Project Christine - michaeldhopkins
http://www.razerzone.com/christine

======
greenyoda
I'd find this a more appealing idea if the modules were built to an open,
standardized interface and you had a choice of many vendors when upgrading
your machine. However, by buying the existing system, you'd be locking
yourself into only using proprietary modules that are available from the
original vendor.

I'm also not sure what the value proposition is here. Let's say I'm the kind
of user who doesn't know how to add RAM or a disk drive to my existing
machine. Wouldn't it be cheaper to pay someone a hundred dollars of labor cost
to do it for me than to buy this expensive hardware? Upgrading a machine is a
fairly rare occurance.

------
SkyMarshal
This looks awesome, kudos to Razer for attempting it.

One thing I wonder is, the perpetual problem for diy system builders is that
eventually socket/connection technology is obsoleted and you have to upgrade
your motherboard in order to upgrade the CPU, GPU, HDD, etc.

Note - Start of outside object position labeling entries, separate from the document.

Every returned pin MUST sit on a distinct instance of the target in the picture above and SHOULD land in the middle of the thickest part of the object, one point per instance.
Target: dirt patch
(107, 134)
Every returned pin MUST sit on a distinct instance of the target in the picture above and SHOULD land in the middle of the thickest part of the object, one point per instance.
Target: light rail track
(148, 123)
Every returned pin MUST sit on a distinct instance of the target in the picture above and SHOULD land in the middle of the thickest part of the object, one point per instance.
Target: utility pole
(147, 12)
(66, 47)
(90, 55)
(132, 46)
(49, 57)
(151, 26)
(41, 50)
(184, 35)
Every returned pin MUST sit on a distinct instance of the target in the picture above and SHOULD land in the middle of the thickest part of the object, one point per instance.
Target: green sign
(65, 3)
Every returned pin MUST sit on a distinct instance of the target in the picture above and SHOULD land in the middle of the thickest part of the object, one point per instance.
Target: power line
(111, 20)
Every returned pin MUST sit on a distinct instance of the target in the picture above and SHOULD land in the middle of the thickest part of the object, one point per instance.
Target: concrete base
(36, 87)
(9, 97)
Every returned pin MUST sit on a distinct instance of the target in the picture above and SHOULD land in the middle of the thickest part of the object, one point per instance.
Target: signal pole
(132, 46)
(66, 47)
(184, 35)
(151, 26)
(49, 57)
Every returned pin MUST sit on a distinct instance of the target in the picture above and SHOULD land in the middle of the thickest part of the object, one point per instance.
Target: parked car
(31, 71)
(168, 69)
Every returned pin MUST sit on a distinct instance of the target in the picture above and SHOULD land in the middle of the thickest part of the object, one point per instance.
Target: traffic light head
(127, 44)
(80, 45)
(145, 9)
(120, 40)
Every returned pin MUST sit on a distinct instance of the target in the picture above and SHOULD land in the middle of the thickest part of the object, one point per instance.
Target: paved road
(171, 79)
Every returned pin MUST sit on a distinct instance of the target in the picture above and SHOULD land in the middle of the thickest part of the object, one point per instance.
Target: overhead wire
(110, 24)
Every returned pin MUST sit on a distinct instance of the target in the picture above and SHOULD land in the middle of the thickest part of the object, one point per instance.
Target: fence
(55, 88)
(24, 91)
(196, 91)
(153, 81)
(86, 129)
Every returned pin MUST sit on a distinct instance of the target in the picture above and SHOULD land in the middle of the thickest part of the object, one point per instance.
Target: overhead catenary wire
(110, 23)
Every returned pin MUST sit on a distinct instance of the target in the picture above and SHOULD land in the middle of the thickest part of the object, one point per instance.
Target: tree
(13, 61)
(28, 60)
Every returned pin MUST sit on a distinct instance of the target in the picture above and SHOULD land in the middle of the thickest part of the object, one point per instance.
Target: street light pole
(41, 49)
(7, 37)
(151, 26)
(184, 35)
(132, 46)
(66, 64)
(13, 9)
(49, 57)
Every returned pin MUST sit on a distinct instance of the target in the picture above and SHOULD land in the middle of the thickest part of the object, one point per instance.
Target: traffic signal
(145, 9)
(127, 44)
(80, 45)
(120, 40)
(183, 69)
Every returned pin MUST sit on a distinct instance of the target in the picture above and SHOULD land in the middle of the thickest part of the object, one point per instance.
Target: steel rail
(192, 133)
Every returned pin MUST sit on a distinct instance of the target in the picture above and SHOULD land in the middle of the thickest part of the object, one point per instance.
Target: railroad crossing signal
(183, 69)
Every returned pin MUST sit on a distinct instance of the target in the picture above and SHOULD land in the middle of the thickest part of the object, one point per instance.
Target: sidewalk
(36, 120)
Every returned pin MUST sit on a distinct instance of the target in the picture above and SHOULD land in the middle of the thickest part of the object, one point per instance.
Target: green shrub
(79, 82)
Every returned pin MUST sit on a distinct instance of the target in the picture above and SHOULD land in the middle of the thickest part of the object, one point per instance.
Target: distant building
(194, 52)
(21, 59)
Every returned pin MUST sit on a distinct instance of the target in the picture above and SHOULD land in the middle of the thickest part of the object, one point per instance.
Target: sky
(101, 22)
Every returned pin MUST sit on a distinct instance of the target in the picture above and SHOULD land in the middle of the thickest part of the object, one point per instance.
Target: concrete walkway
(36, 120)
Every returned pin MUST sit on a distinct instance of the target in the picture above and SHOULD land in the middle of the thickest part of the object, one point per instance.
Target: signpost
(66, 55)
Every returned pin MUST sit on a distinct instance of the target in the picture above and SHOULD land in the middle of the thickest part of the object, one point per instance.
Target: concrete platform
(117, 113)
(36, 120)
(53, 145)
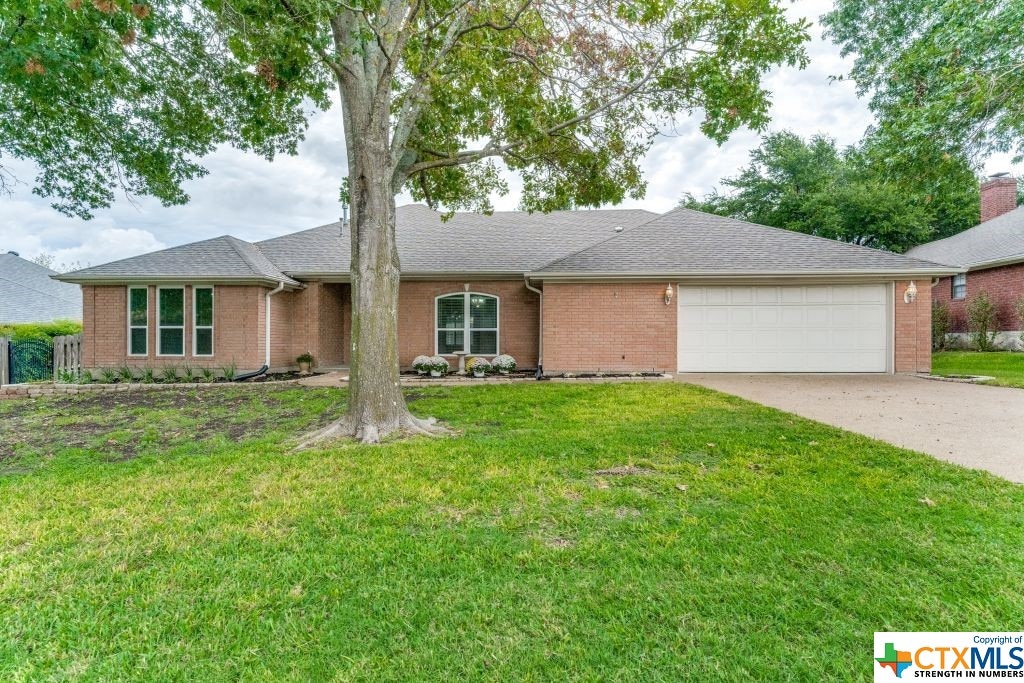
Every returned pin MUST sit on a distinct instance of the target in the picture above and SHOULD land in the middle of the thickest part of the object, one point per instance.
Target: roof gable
(29, 295)
(224, 258)
(997, 241)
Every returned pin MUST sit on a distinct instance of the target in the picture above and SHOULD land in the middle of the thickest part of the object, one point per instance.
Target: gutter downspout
(540, 341)
(266, 340)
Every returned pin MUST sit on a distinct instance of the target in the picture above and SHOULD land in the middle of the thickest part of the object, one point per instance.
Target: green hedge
(19, 332)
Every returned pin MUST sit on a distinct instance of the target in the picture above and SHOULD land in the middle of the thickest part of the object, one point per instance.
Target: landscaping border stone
(48, 389)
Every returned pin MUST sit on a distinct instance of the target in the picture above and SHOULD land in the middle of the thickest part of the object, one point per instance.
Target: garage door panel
(717, 295)
(791, 294)
(783, 329)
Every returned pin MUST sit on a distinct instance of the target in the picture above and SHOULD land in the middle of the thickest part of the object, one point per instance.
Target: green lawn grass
(1007, 368)
(173, 536)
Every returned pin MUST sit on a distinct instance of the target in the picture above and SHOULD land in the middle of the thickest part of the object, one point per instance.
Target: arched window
(467, 322)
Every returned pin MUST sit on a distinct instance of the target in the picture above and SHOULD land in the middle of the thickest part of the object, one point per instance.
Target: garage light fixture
(910, 295)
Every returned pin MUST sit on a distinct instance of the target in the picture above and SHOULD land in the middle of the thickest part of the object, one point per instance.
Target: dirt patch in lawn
(121, 426)
(626, 470)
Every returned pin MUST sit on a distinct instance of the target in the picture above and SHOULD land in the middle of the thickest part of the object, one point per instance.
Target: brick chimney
(998, 195)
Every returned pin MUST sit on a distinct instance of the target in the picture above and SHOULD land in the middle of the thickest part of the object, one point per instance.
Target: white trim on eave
(765, 275)
(985, 265)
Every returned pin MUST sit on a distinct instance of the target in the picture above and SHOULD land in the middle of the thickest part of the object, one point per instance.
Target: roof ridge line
(231, 240)
(809, 235)
(38, 291)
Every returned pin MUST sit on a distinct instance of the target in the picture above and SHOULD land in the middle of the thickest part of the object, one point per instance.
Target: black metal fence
(28, 360)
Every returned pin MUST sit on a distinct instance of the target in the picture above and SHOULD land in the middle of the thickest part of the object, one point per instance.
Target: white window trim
(213, 313)
(466, 330)
(144, 288)
(160, 350)
(952, 287)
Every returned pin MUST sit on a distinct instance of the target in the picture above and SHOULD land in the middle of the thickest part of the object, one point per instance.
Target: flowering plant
(478, 366)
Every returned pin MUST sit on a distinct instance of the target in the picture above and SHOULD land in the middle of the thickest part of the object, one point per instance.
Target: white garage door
(809, 329)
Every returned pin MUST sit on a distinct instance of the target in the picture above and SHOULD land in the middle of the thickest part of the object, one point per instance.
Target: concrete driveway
(968, 424)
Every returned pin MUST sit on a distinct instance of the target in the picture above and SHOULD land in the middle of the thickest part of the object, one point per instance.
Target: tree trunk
(376, 404)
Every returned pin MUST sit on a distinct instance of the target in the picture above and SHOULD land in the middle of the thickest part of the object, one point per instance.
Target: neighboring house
(571, 291)
(29, 295)
(991, 254)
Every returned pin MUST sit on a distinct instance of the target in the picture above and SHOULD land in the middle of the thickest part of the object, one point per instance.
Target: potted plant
(479, 367)
(421, 365)
(438, 366)
(504, 364)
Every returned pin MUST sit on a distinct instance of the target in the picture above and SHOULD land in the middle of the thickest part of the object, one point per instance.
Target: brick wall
(1005, 285)
(518, 317)
(335, 316)
(608, 327)
(912, 329)
(237, 329)
(997, 197)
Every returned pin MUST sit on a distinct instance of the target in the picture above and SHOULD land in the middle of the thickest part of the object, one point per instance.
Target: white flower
(504, 363)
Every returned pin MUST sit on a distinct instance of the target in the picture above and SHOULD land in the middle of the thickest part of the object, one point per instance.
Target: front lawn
(631, 531)
(1007, 368)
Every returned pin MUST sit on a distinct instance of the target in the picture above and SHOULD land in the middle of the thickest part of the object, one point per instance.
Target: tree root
(371, 433)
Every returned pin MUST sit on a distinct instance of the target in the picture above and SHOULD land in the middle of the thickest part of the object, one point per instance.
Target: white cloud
(254, 199)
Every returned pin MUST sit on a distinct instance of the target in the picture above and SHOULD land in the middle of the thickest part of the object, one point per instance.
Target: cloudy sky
(251, 199)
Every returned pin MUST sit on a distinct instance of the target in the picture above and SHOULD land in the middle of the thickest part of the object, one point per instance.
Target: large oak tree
(948, 73)
(856, 194)
(114, 94)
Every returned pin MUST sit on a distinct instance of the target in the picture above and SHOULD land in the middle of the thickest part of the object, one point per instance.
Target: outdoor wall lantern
(910, 295)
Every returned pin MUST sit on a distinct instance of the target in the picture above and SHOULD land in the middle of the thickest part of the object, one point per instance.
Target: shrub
(504, 363)
(478, 365)
(23, 331)
(1020, 318)
(981, 322)
(940, 325)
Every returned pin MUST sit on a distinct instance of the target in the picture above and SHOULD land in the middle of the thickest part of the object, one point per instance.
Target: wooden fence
(4, 360)
(67, 354)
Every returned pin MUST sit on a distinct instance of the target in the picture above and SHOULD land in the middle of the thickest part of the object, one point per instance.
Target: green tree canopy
(813, 186)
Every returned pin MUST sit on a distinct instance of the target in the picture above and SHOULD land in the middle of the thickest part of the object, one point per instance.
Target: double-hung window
(467, 322)
(960, 286)
(203, 321)
(138, 321)
(171, 321)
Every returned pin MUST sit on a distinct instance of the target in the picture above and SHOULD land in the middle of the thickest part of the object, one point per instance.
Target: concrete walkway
(971, 425)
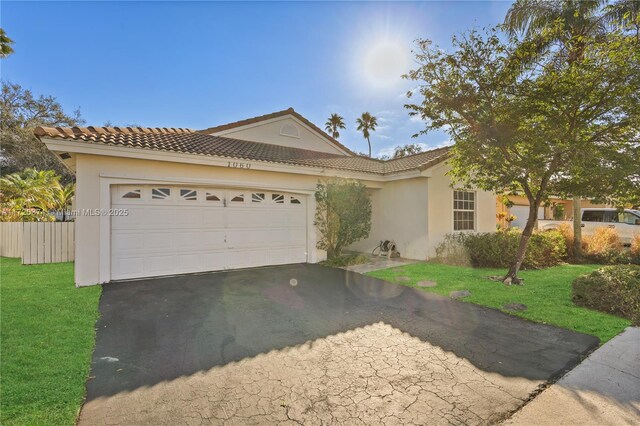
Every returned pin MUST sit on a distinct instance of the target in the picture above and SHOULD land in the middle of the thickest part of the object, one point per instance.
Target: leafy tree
(30, 194)
(343, 214)
(403, 151)
(334, 124)
(366, 124)
(569, 25)
(20, 113)
(625, 14)
(6, 44)
(532, 126)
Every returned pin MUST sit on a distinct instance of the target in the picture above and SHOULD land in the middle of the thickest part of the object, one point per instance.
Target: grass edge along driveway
(546, 292)
(47, 337)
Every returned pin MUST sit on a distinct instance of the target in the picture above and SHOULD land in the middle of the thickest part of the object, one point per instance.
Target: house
(555, 209)
(166, 201)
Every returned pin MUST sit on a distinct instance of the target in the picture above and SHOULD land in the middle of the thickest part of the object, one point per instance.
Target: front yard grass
(46, 340)
(546, 292)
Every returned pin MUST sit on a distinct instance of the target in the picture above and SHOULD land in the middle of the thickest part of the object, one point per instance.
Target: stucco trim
(58, 145)
(106, 184)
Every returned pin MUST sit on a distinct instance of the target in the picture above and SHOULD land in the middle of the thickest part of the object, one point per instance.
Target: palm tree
(5, 44)
(62, 197)
(579, 20)
(367, 123)
(625, 13)
(333, 124)
(31, 189)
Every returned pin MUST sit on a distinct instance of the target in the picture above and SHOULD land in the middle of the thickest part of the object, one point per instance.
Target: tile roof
(192, 142)
(288, 111)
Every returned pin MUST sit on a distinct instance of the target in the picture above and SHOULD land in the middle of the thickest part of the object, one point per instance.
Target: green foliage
(334, 124)
(546, 292)
(498, 249)
(403, 151)
(28, 196)
(20, 113)
(347, 260)
(343, 214)
(612, 289)
(540, 126)
(6, 44)
(366, 124)
(47, 337)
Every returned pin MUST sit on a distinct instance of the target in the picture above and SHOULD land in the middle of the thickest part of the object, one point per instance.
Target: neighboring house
(556, 209)
(169, 201)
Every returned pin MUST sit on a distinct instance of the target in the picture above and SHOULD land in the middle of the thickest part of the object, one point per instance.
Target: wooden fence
(38, 242)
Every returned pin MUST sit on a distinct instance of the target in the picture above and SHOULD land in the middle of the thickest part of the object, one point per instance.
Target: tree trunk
(577, 227)
(512, 275)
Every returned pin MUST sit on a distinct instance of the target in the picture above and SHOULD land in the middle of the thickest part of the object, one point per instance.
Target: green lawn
(546, 292)
(46, 337)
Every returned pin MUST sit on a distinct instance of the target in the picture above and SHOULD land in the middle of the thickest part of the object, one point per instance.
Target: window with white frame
(464, 210)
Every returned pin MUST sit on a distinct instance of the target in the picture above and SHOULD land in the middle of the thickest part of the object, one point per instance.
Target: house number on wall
(237, 165)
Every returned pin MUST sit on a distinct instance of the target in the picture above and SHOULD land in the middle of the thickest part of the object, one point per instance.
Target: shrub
(635, 249)
(546, 248)
(604, 246)
(566, 229)
(343, 214)
(452, 251)
(611, 289)
(498, 249)
(346, 260)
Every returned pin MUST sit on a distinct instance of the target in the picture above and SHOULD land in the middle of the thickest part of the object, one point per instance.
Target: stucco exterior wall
(441, 208)
(95, 174)
(399, 214)
(271, 132)
(418, 213)
(519, 200)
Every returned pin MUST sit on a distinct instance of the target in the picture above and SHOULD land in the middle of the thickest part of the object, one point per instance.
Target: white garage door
(522, 214)
(182, 229)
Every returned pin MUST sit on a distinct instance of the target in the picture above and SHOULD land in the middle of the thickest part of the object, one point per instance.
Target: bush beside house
(611, 289)
(498, 249)
(343, 214)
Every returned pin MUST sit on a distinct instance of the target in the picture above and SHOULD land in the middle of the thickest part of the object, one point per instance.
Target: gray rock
(514, 307)
(459, 294)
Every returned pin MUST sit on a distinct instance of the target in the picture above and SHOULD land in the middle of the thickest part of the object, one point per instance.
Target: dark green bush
(611, 289)
(498, 249)
(347, 260)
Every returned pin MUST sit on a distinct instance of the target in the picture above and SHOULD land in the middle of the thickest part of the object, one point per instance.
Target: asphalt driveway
(310, 344)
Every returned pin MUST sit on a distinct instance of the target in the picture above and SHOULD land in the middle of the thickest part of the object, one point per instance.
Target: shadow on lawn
(159, 329)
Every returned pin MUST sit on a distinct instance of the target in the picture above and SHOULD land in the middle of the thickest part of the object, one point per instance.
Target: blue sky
(200, 64)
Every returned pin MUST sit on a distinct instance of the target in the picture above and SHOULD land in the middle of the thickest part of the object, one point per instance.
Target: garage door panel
(214, 261)
(187, 240)
(213, 240)
(130, 267)
(132, 220)
(127, 240)
(247, 218)
(162, 264)
(174, 235)
(246, 258)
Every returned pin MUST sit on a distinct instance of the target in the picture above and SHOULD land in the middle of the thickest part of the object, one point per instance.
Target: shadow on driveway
(160, 329)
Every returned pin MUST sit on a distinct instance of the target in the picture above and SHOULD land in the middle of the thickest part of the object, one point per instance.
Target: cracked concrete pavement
(247, 347)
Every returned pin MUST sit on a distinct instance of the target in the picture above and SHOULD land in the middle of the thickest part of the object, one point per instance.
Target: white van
(626, 222)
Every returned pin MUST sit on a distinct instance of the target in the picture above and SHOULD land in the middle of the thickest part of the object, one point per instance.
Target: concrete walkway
(603, 390)
(376, 263)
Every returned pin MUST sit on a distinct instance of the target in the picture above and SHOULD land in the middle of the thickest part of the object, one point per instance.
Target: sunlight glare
(384, 63)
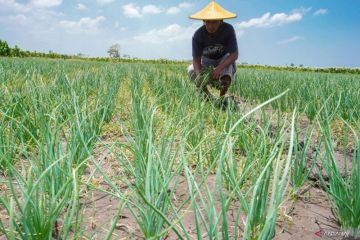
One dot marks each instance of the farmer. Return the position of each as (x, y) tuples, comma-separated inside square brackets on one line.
[(214, 51)]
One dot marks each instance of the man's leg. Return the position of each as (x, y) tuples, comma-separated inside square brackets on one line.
[(199, 83), (225, 82)]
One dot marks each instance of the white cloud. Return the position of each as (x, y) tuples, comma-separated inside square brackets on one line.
[(277, 19), (104, 2), (171, 33), (321, 11), (151, 9), (291, 39), (84, 25), (18, 19), (132, 11), (46, 3), (178, 8), (12, 5), (81, 6), (117, 26)]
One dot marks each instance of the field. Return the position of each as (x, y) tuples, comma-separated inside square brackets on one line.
[(101, 150)]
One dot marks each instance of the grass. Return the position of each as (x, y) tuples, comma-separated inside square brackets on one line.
[(176, 157)]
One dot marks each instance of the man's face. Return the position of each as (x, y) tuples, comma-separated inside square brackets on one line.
[(212, 25)]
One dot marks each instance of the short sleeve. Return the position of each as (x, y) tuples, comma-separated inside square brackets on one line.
[(196, 47), (231, 42)]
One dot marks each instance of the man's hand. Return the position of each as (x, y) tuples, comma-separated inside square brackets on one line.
[(216, 73)]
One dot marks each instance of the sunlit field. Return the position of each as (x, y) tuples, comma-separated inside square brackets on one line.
[(101, 150)]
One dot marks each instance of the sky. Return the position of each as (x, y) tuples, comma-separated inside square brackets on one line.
[(315, 33)]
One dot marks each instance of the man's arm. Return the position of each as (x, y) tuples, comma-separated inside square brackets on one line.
[(197, 65), (229, 60)]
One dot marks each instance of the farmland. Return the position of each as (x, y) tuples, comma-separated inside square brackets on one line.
[(100, 150)]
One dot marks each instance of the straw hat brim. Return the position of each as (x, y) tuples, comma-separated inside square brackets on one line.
[(213, 11)]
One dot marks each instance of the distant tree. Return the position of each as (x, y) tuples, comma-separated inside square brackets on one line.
[(4, 48), (114, 51), (16, 52)]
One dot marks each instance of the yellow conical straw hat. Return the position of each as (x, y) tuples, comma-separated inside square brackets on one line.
[(213, 11)]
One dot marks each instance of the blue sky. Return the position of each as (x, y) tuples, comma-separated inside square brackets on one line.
[(274, 32)]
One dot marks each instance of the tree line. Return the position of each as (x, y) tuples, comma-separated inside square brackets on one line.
[(113, 51)]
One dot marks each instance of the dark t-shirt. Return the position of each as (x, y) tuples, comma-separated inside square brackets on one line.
[(216, 47)]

This essentially looks like a more accessible motherboard, but still subject
to that problem where eventually you'll have to replace the core product in
order to keep updating the peripherals.

In fact, I doubt a stable socket/connection technology will ever be arrived
at, so it seems the only solution is to make those (and the motherboard) as
interchangeable as all the other components, essentially an equal piece of the
puzzle rather than the core of it all.

I wonder if it's even possible to engineer a computer where both the
motherboard and the sockets/slots are abstracted away into components that are
just as easily replaced/upgraded as the GPU, CPU, Disc player, HDDs, etc.

------
notacoward
It looks like a really interesting idea. I'll check back in a few months, see
if there's more information than that two-second elevator pitch of a website.

------
Eptis
Would love this! Mostly because of the high performance-low noise stuff

------
emeraldd
The fact that my scroll wheel breaks is really really _really_ annoying.

------
justzisguyuknow
CompuBlox!